Creating a plot diagram not only helps students learn the parts of the plot, but it reinforces major events and helps students develop greater understanding of literary structures. Students can create a storyboard capturing the narrative arc in a work with a six-cell storyboard containing the major parts of the plot diagram. In this activity, students will create a visual plot diagram of major events in Towers Falling. Students should identify major turning points in the novel such as the Exposition, Rising Action, Climax, Falling Action, and Resolution.
Exposition: Deja and her family have recently moved into a homeless shelter. It is the beginning of the school year at Deja’s new school in Brooklyn, and Deja’s fifth grade teacher tells the class that they will be learning about what happened on September 11th. Deja has no idea what happened on that day, and everything changes when she finds out.
Rising Action: Deja and Ben watch a video of the attack on the Twin Towers. Deja cannot believe that she didn’t know about anything that happened, and she decides to go through Pop’s suitcase. The contents of the suitcase suggest that Deja’s father experienced 9/11 first hand.

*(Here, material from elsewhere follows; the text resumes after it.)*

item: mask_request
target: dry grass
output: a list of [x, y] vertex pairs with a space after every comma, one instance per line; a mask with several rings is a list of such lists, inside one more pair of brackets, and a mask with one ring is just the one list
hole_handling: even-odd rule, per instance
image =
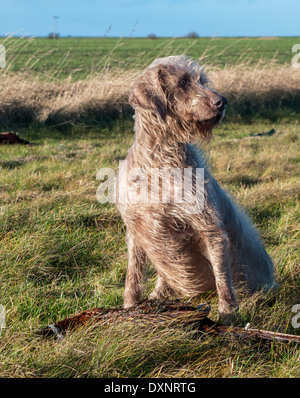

Climax: Deja and Ben skip school and take the subway to Manhattan. They visit the September 11th Memorial and Deja meets people who are grieving over their lost loved ones.
Falling Action: When Deja gets home, her father isn’t mad. He tells Deja about his September 11th story. He tells her of his guilt and the physical and emotional toll that the event has taken on him. Deja tells Pop that he is a hero. He is her hero.
Resolution: Deja and her family begin forming a more open and honest bond. They will be moving out of the homeless shelter and into subsidized housing. Deja’s eyes have opened to the importance and relevance of history and how it impacts all people in one way or another.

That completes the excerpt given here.